Son style distinctif, notamment sur l’orgue Vox Continental, a façonné le son légendaire des Doors. Après la dissolution du groupe, Manzarek a poursuivi une carrière solo, explorant des univers musicaux variés et collaborant avec de nombreux artistes. Visionnaire et créatif, il reste une figure emblématique du rock psychédélique et de la musique expérimentale.

The Golden Scarab : Un Tournant Après les Doors

Après la dissolution des Doors en 1973, Ray Manzarek, claviériste emblématique du groupe, s’est lancé dans une carrière solo. Son premier album, The Golden Scarab, est sorti en 1974 sous le label Mercury.

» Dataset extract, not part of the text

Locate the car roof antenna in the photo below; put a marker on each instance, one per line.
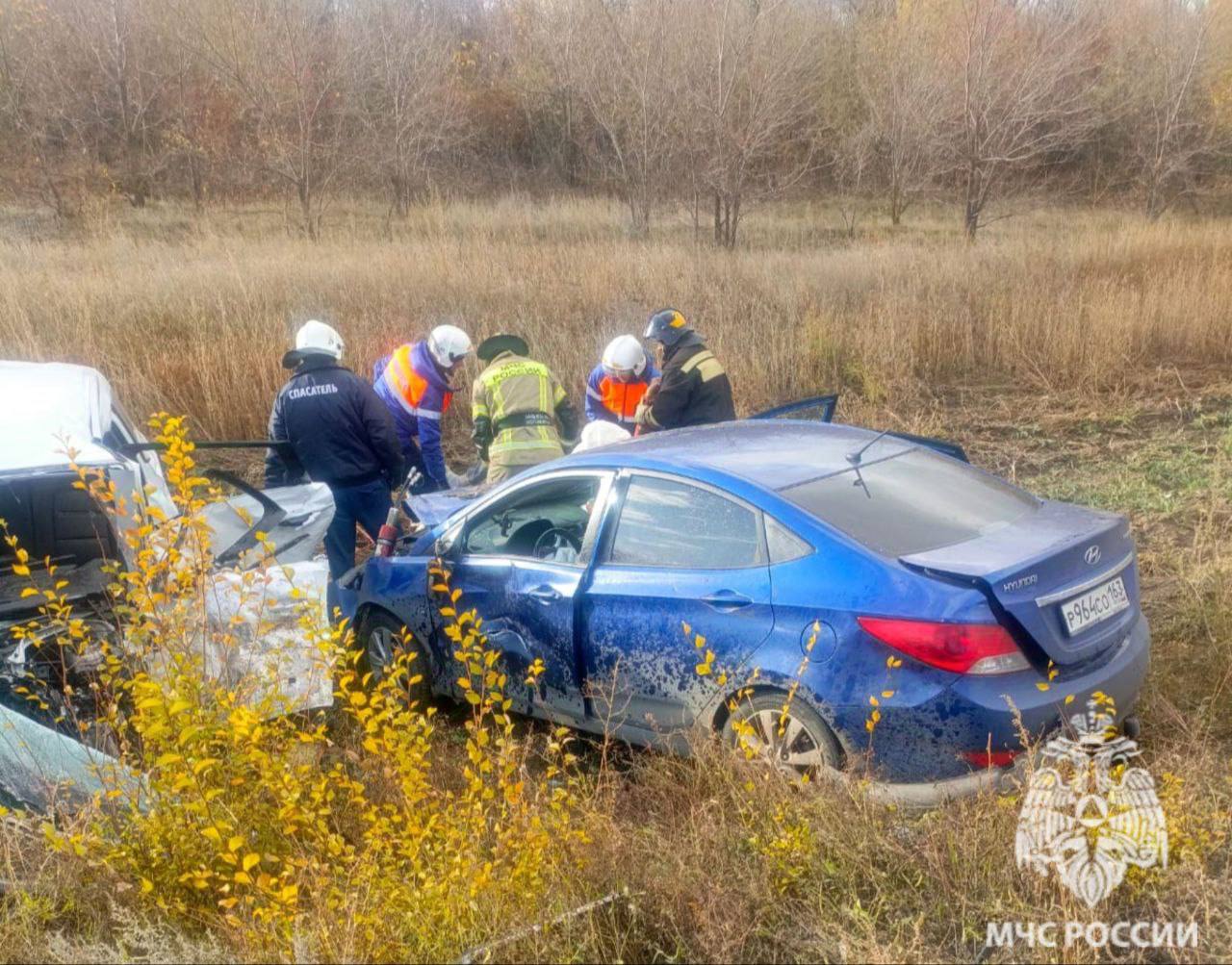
(854, 458)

Cet opus marque une transition artistique audacieuse, mêlant rock psychédélique, jazz et sonorités électroniques.

Ray Manzarek The Golden Sacarab

L’Essence Musicale de The Golden Scarab

Devenu mythique, l’album explore des thèmes philosophiques liés à l’existence et au mysticisme, fidèles à l’univers des Doors. Les morceaux sont portés par le jeu unique de Manzarek au clavier et sa voix reconnaissable. Le titre éponyme The Golden Scarab incarne cette quête introspective, tandis que des morceaux comme Solar Boat et The Purpose of Existence Is? renforcent l’atmosphère cosmique et spirituelle.

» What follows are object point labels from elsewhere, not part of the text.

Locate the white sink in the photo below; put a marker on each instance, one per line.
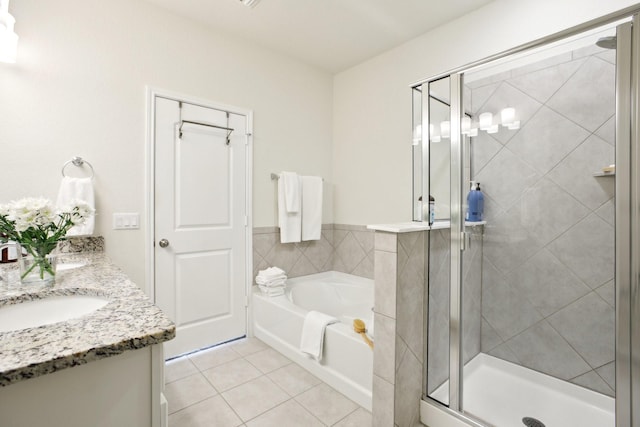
(30, 314)
(69, 266)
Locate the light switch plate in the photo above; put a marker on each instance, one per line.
(126, 221)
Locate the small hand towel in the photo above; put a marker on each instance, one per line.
(271, 272)
(291, 191)
(311, 207)
(72, 189)
(271, 283)
(313, 329)
(290, 223)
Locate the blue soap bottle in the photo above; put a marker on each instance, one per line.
(475, 204)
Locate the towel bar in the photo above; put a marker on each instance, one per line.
(78, 162)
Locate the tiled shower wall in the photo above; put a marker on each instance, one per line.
(344, 248)
(548, 265)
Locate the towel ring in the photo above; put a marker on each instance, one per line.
(78, 162)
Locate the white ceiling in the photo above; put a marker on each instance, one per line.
(331, 34)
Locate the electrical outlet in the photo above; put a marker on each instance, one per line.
(126, 221)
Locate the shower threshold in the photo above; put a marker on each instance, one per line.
(503, 394)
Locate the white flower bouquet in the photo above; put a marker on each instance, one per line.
(37, 226)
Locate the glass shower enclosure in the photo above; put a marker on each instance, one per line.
(529, 308)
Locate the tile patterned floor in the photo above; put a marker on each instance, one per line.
(247, 383)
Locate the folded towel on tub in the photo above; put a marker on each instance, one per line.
(313, 329)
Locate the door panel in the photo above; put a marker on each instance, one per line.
(201, 211)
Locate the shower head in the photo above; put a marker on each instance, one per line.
(608, 42)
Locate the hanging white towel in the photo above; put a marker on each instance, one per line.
(78, 189)
(313, 329)
(311, 207)
(291, 191)
(290, 223)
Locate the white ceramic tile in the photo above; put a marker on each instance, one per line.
(541, 348)
(589, 326)
(507, 311)
(542, 84)
(575, 173)
(592, 381)
(382, 403)
(547, 283)
(350, 252)
(326, 404)
(588, 250)
(267, 360)
(211, 412)
(588, 98)
(384, 350)
(293, 379)
(231, 374)
(505, 178)
(290, 413)
(358, 418)
(187, 391)
(385, 268)
(254, 397)
(178, 368)
(248, 346)
(546, 139)
(207, 359)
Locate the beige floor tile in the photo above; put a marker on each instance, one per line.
(187, 391)
(178, 368)
(248, 346)
(359, 418)
(231, 374)
(268, 360)
(255, 397)
(326, 403)
(289, 414)
(294, 379)
(211, 412)
(207, 359)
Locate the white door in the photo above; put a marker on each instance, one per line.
(200, 224)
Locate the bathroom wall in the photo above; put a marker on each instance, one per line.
(345, 248)
(372, 101)
(548, 264)
(78, 88)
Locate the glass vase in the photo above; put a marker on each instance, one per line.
(37, 269)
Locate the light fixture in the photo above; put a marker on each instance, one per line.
(250, 3)
(8, 38)
(434, 134)
(445, 130)
(508, 116)
(417, 135)
(486, 120)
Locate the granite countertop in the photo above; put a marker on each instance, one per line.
(129, 321)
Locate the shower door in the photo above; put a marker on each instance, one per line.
(533, 326)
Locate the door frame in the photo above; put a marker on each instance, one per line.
(152, 93)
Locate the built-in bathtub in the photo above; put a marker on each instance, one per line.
(347, 362)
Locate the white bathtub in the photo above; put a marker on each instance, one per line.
(347, 363)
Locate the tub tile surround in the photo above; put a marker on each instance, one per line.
(547, 298)
(343, 248)
(398, 353)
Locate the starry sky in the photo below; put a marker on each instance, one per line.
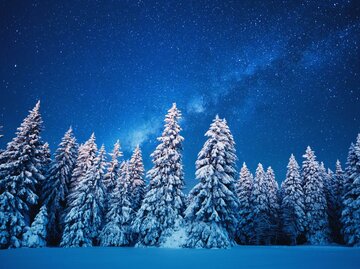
(285, 74)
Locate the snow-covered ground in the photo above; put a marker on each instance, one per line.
(127, 258)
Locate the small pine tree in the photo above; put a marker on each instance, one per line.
(273, 198)
(335, 184)
(292, 205)
(213, 210)
(21, 171)
(118, 231)
(56, 186)
(137, 185)
(261, 209)
(112, 175)
(317, 226)
(243, 191)
(35, 236)
(161, 212)
(350, 217)
(85, 160)
(85, 202)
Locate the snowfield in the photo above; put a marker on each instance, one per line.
(303, 257)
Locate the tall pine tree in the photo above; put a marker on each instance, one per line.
(335, 186)
(84, 217)
(35, 236)
(137, 186)
(21, 171)
(293, 204)
(350, 217)
(317, 225)
(118, 230)
(261, 216)
(86, 156)
(213, 210)
(162, 209)
(273, 200)
(113, 170)
(56, 186)
(243, 190)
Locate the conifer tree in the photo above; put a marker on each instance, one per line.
(273, 200)
(21, 167)
(113, 170)
(335, 186)
(35, 236)
(243, 190)
(85, 202)
(213, 210)
(137, 186)
(118, 230)
(261, 209)
(292, 205)
(350, 217)
(317, 225)
(162, 209)
(86, 156)
(56, 186)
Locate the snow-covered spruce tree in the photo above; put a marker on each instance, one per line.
(316, 218)
(137, 186)
(213, 210)
(162, 209)
(83, 221)
(21, 166)
(350, 217)
(334, 189)
(292, 205)
(46, 158)
(243, 190)
(56, 186)
(260, 214)
(113, 170)
(86, 157)
(35, 236)
(118, 229)
(273, 198)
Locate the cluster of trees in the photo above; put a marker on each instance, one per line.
(79, 198)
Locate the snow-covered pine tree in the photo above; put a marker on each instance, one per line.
(162, 209)
(35, 236)
(137, 186)
(350, 217)
(85, 201)
(317, 225)
(274, 207)
(56, 186)
(336, 185)
(113, 170)
(118, 230)
(21, 166)
(243, 190)
(86, 157)
(213, 210)
(260, 214)
(292, 205)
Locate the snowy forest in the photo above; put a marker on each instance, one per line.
(81, 196)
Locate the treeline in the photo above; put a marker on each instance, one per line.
(80, 198)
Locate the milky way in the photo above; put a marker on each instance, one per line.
(285, 74)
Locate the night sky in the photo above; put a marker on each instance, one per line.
(285, 74)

L’influence du jazz et des rythmes afro-brésiliens est palpable, notamment dans He Can’t Come Today, où des sonorités samba et bossa nova se mêlent à des envolées de claviers électriques. Downbound Train, une reprise de Chuck Berry, réinterprète ce classique avec une énergie frénétique proche du style de L.A. Woman.

Ray Manzarek The Golden Sacarab

Une Production Soignée et des Collaborations de Haut Niveau

Produit par Bruce Botnick, l’album rassemble une équipe de musiciens exceptionnels. On retrouve Larry Carlton à la guitare, Tony Williams à la batterie et Jerry Scheff à la basse, accompagnés d’une riche section de percussions incluant Mailto Correa, Milt Holland et Steve Forman. Cette combinaison donne à l’album une dynamique instrumentale intense et variée.

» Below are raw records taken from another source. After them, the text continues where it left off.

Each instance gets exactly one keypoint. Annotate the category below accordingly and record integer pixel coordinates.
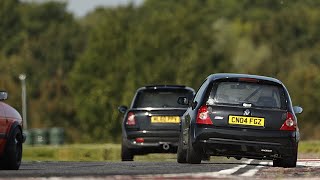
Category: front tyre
(13, 152)
(126, 153)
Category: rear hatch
(158, 109)
(251, 105)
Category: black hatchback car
(151, 124)
(240, 116)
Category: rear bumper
(154, 141)
(248, 143)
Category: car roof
(217, 76)
(166, 87)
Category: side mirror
(3, 95)
(123, 109)
(297, 109)
(183, 101)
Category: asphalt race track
(231, 169)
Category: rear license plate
(244, 120)
(165, 119)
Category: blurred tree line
(79, 70)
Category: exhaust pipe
(166, 146)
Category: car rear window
(161, 98)
(247, 94)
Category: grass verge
(111, 152)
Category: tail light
(131, 120)
(289, 124)
(203, 116)
(139, 140)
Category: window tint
(237, 93)
(161, 98)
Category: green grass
(111, 152)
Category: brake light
(139, 140)
(203, 116)
(248, 80)
(289, 124)
(131, 120)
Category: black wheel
(13, 151)
(126, 153)
(193, 157)
(287, 162)
(206, 157)
(181, 153)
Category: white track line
(253, 171)
(222, 173)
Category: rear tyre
(13, 153)
(181, 153)
(193, 157)
(206, 157)
(287, 162)
(126, 153)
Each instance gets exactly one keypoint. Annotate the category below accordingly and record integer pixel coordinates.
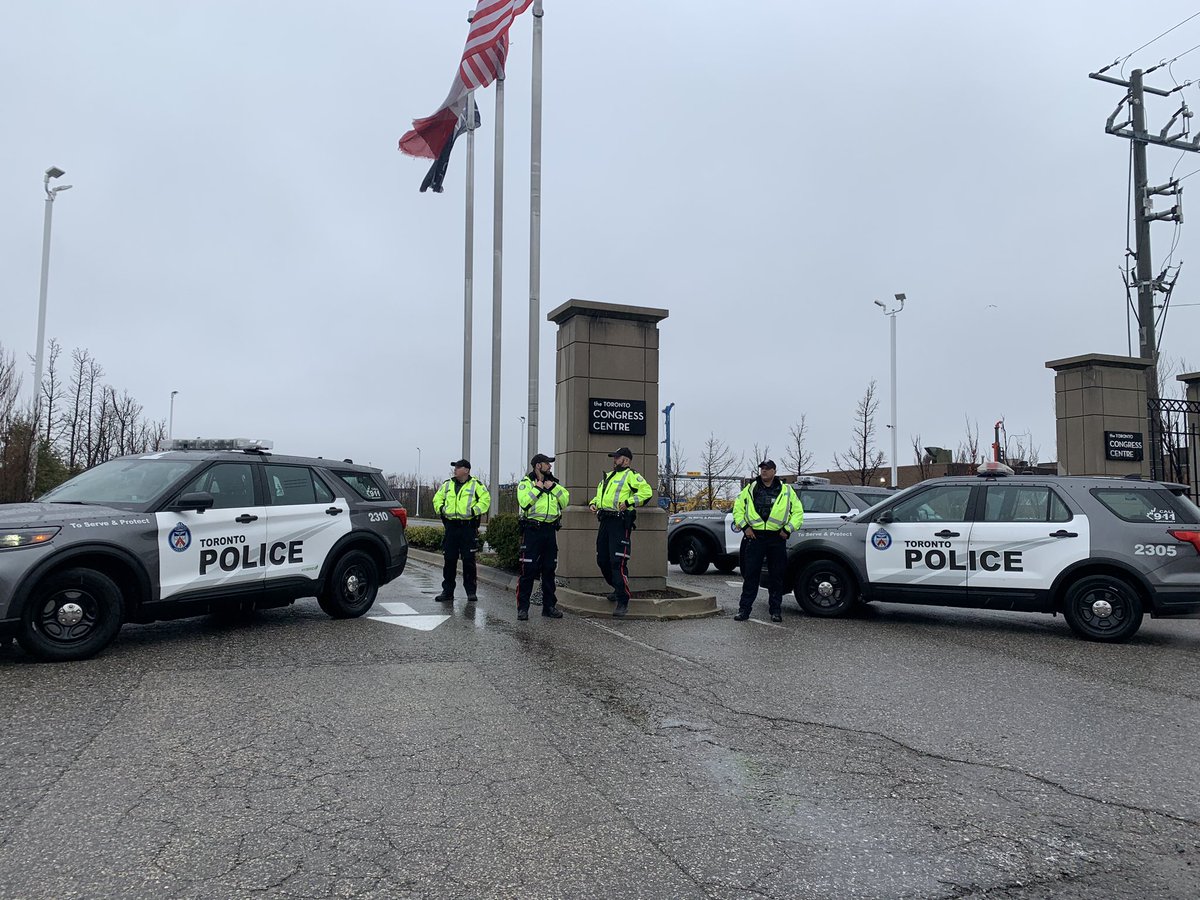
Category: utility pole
(1133, 129)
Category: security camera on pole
(892, 315)
(51, 193)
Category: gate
(1175, 442)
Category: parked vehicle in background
(708, 537)
(1101, 551)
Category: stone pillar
(1097, 394)
(606, 352)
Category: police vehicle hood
(19, 515)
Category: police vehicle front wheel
(825, 588)
(71, 615)
(1103, 607)
(693, 556)
(352, 587)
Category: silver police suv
(696, 539)
(191, 531)
(1102, 551)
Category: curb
(693, 606)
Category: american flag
(483, 60)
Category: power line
(1122, 60)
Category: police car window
(821, 502)
(1024, 503)
(293, 485)
(120, 481)
(232, 485)
(1147, 505)
(365, 485)
(947, 503)
(869, 499)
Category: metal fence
(1175, 442)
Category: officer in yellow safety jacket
(461, 501)
(767, 511)
(617, 497)
(541, 499)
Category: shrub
(504, 537)
(425, 537)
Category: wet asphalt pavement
(904, 753)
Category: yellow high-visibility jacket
(622, 486)
(540, 505)
(786, 514)
(462, 502)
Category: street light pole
(51, 193)
(892, 315)
(171, 420)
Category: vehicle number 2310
(1153, 550)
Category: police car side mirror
(193, 501)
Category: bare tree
(969, 448)
(922, 457)
(797, 456)
(717, 465)
(862, 460)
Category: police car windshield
(120, 483)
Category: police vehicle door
(304, 521)
(219, 547)
(1023, 537)
(921, 547)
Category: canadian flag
(483, 60)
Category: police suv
(202, 527)
(696, 539)
(1102, 551)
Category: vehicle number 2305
(1153, 550)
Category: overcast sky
(244, 231)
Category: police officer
(617, 497)
(541, 499)
(767, 511)
(461, 501)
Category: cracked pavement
(904, 753)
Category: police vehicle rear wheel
(352, 587)
(693, 556)
(71, 615)
(1103, 607)
(825, 588)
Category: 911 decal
(1153, 550)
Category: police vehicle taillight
(1192, 538)
(215, 444)
(993, 469)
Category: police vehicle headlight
(13, 538)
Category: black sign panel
(616, 417)
(1125, 445)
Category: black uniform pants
(460, 540)
(612, 555)
(773, 547)
(539, 557)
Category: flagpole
(493, 477)
(468, 275)
(535, 232)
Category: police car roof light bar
(993, 469)
(217, 444)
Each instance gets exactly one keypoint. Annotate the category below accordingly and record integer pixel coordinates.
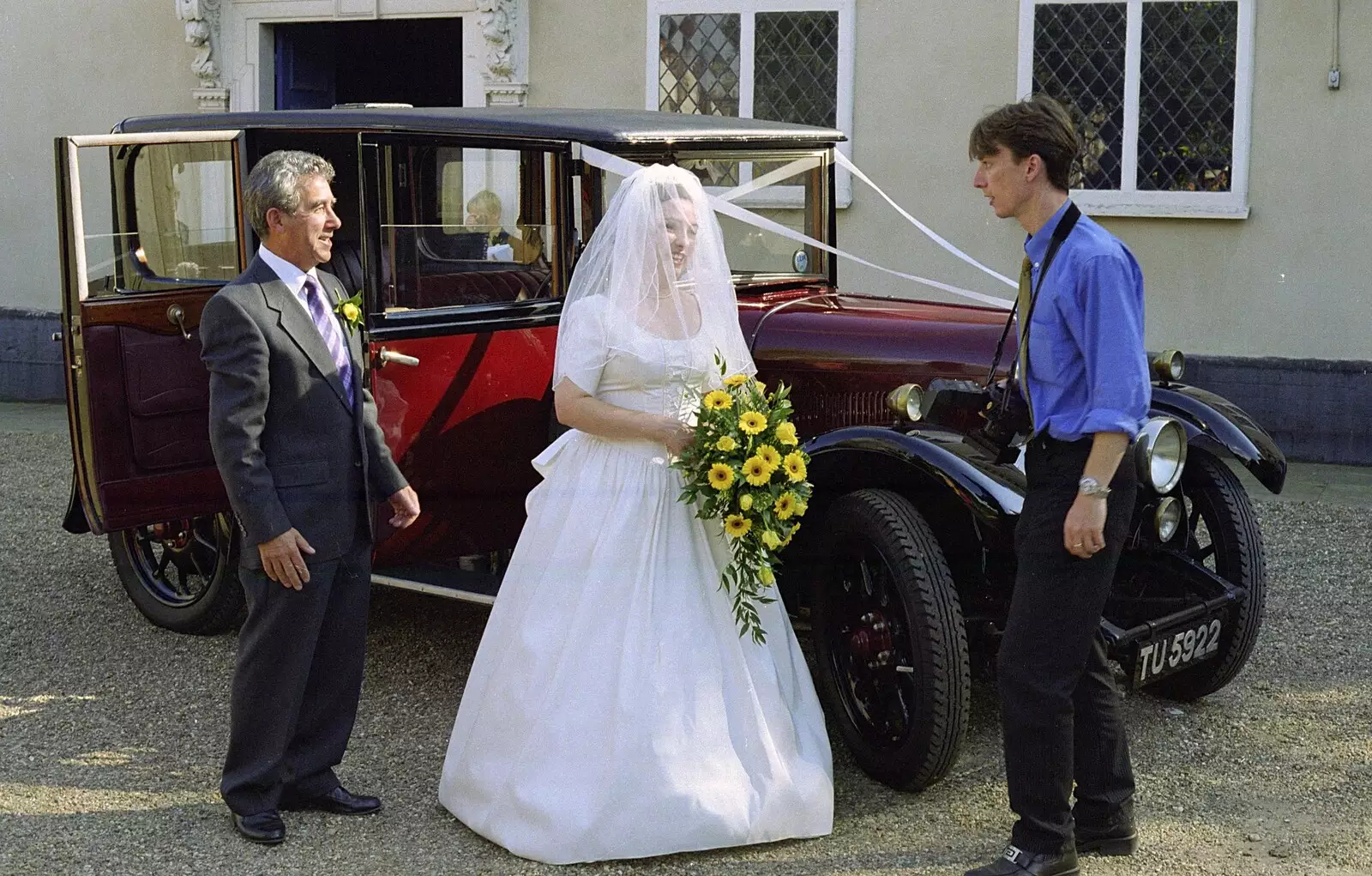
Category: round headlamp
(1170, 366)
(1166, 519)
(907, 402)
(1161, 453)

Les morceaux instrumentaux comme The Moorish Idol, dominé par les synthétiseurs et les moogs, rappellent le rock progressif d’Emerson, Lake & Palmer. Le jeu virtuose de Manzarek au kalimba dans The Golden Scarab crée des textures sonores complexes, ajoutant une touche exotique et psychédélique.

Réception Critique Contrastée

Les critiques de l’époque étaient partagées. AllMusic a salué l’album comme « Le meilleur hommage aux Doors par l’un de ses membres survivants« , tandis que Uncut l’a jugé prétentieux. Cependant, le projet révèle la liberté créative de Manzarek, libéré du poids de l’image de Jim Morrison.

Éditions Bonus et Héritage

La version CD inclut trois morceaux supplémentaires issus de l’album The Whole Thing Started with Rock & Roll Now It’s Out of Control, notamment Bicentennial Blues, un morceau puissant et engagé. Ces titres enrichissent davantage l’univers musical de Manzarek, témoignant de son goût prononcé pour l’expérimentation et la recherche sonore.

Tracklist de The Golden Scarab

Face A
He Can’t Come Today – 4:40
Solar Boat – 5:58
Downbound Train (Chuck Berry) – 5:31
The Golden Scarab – 6:42

Face B
The Purpose of Existence Is? – 6:38
The Moorish Idol – 5:38
Choose Up and Choose Off – 4:43
Oh Thou Precious Nectar Filled Form (« A Little Fart ») – 4:57

Pistes Bonus (Édition CD)
Whirling Dervish (Manzarek, Paul Davis)
I Wake Up Screaming (Manzarek, Danny Sugerman)
Bicentennial Blues (Love It or Leave It)

Musiciens ayant participé à l’album

Ray Manzarek : chant, claviers, piano, orgue, synthétiseur, kalimba
Ernie Watts : saxophone ténor
George Bohanon : trombone
Jerry Scheff : basse
Larry Carlton : guitare
Mayuto Correa : wood-block, bongos, congas
Milt Holland : pandeiro, cabasa, quica, cloche africaine
Oscar Brashear : trompette
Patti Smith : chant sur I Wake Up Screaming
Steve Forman : cloches à vache, pipeau, guiro, wood-block
Tony Williams : batterie

Conclusion

The Golden Scarab reste un album unique dans la carrière de Ray Manzarek. Bien que méconnu du grand public, il constitue une œuvre ambitieuse et visionnaire, fusionnant rock, jazz et musiques du monde. C’est un incontournable pour les amateurs de sonorités psychédéliques et d’expérimentations audacieuses, digne de figurer parmi les grandes réalisations du rock des années 1970.